A thorough understanding of this evolving social contract can help health care stakeholders make sense of challenges the medical profession currently faces.

In Canada, the Royal College of Physicians and Surgeons of Canada’s CanMEDS framework outlines the promises physicians make according to the social contract. Medical trainees and physicians are expected to adhere to these roles to improve patient care. According to this framework, the professional role (one of seven roles) “reflects contemporary society’s expectations of physicians” in return for privileges granted. Professionalism is therefore the foundation of the social contract, because society and physicians have agreed to use the construct of “the profession” to organize the provision of health care services.
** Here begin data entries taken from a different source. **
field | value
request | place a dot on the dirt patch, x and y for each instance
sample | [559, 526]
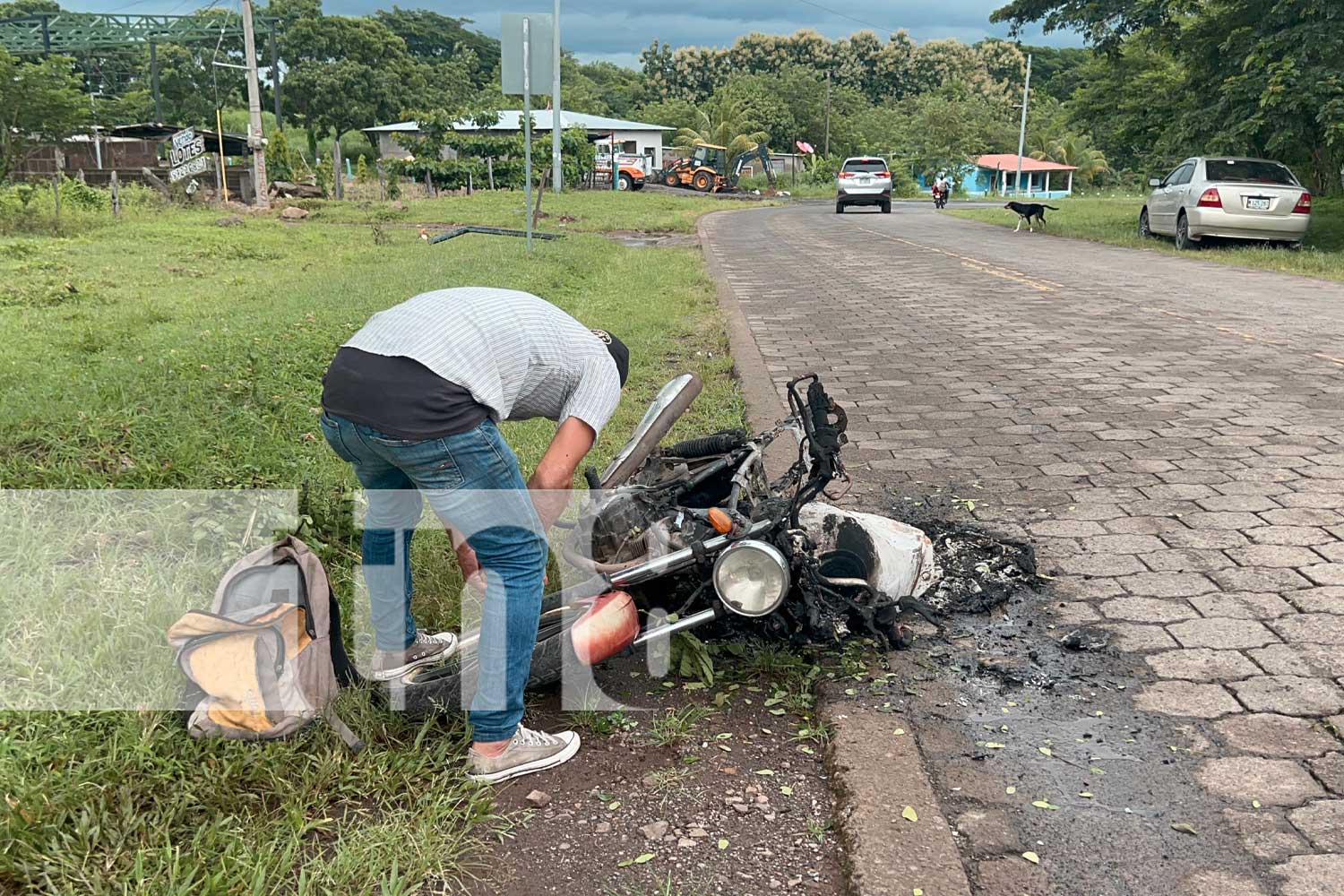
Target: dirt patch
[652, 239]
[978, 571]
[682, 191]
[738, 804]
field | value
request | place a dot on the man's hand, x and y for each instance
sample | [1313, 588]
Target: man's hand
[470, 567]
[554, 476]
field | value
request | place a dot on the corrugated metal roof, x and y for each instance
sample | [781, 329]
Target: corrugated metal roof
[511, 120]
[1008, 161]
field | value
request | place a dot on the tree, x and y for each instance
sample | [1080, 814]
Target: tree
[1266, 73]
[951, 128]
[723, 123]
[1077, 151]
[435, 38]
[347, 73]
[671, 113]
[40, 102]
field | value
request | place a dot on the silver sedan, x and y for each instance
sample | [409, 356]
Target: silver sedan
[1228, 198]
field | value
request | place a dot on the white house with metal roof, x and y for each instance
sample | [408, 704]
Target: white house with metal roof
[632, 137]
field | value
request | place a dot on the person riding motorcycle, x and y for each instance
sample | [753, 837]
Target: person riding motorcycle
[943, 185]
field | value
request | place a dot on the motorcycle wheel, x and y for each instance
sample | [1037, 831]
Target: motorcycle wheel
[440, 688]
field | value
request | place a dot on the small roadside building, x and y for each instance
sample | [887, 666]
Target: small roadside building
[996, 174]
[632, 137]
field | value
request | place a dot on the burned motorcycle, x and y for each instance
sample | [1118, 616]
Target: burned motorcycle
[694, 532]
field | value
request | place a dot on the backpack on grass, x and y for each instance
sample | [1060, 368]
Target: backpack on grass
[268, 659]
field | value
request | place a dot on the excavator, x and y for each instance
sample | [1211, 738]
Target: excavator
[706, 168]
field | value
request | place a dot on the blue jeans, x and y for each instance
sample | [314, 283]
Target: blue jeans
[503, 528]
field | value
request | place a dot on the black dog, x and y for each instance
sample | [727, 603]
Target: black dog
[1026, 211]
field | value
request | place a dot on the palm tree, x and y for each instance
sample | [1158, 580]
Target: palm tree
[1075, 150]
[723, 121]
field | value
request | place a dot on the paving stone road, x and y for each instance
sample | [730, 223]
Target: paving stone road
[1169, 433]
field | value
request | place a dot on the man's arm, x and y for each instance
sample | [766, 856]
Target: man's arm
[554, 476]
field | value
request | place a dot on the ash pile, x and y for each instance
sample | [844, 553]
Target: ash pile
[978, 571]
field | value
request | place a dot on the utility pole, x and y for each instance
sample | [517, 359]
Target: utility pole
[527, 126]
[825, 150]
[1021, 134]
[254, 137]
[556, 171]
[153, 81]
[274, 73]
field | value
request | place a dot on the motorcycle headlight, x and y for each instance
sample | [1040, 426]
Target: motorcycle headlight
[752, 578]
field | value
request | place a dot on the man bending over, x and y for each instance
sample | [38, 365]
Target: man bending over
[411, 402]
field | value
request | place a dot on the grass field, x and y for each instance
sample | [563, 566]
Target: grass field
[1116, 220]
[589, 211]
[169, 351]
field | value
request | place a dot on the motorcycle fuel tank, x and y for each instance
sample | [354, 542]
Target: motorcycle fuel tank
[607, 627]
[897, 559]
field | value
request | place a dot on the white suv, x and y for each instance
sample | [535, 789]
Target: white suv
[863, 180]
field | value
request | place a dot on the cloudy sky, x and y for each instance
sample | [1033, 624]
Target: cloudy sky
[617, 31]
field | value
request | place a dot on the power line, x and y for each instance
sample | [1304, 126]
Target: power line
[836, 13]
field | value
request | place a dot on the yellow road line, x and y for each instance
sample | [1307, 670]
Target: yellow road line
[975, 263]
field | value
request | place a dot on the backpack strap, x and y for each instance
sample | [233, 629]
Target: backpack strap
[346, 672]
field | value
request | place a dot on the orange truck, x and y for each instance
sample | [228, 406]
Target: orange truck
[632, 177]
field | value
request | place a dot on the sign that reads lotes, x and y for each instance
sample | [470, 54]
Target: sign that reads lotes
[185, 155]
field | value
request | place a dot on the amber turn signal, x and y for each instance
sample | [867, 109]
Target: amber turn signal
[720, 521]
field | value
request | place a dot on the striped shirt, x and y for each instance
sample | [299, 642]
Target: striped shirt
[516, 354]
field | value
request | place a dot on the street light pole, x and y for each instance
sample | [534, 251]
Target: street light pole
[254, 137]
[556, 171]
[825, 150]
[1021, 134]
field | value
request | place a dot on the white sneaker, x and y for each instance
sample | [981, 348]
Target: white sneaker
[527, 751]
[426, 650]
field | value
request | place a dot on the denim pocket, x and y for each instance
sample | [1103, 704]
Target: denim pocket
[387, 441]
[331, 432]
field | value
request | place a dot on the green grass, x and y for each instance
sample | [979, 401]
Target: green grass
[593, 211]
[169, 352]
[1116, 220]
Presently, the medical profession, particularly in Ontario, faces the challenge of redefining its role as a leader in the transformation of health care. The evolving nature of the social contract means society’s expectations of the medical profession are in a state of flux. One expectation that is gaining traction is the need to strike the right balance between physicians’ autonomy and their accountability. An ideal balance would enable physicians to provide optimal patient care as the population continues to grow and age, while acting as stewards of scarce health care resources. The public is demanding that health care workers and institutions demonstrate they are getting good value for its money.

Naturally, physicians are cautious about the dangers accountability may pose to the profession. Many have pushed back against government-mandated accountability in health policy, because it might threaten the part of the social contract that allowed doctors to assess the value of their own work. Some fear that this accountability will make physicians responsible for repairing a flawed health care system that they did not create.

Accountability will inevitably be more important in the practice of medicine going forward, as this practice exists within the framework of increasingly complex publicly funded health care systems and limited government resources. Darren Larsen, Chief Medical Information Officer for Ontario MD, writes in his blog that “accountability means new work. It means exposing parts of our practices that may not be effective and in fact commits us to improving them…accountability is simply about matching the desire to do the right thing, with showing that the right thing is actually happening.”

The medical profession can lead the reform of health care by taking ownership of accountability and determining what it will look like. Accountability must be meaningful but, most importantly, it must be measurable, and it must be quantified and studied. Its measurement should be clinically relevant – informed by patients’ real needs rather than by billing and administrative data or the unending drive for more bar graphs. When it is wasteful, measurement does not help anyone, and it becomes more of a distraction than a benefit.

Ultimately, accountability can and should force us, as physicians and medical trainees, to confront what we don’t know in order to improve patient care. To achieve accountability in our public system, many players have to be involved. We know that patients’ health is impacted only in part by clinical care; governments are equally accountable for it, with their role in the modernization of outmoded hospital infrastructures and the development of preventative health care policies to keep patients from getting sick in the first place.

For years, collaboration between physicians and governments has produced programs that work for everyone. There is no reason why accountability cannot be modernized in the same collaborative way. It is only a matter of time before accountability becomes a fundamental part of the good practice of medicine.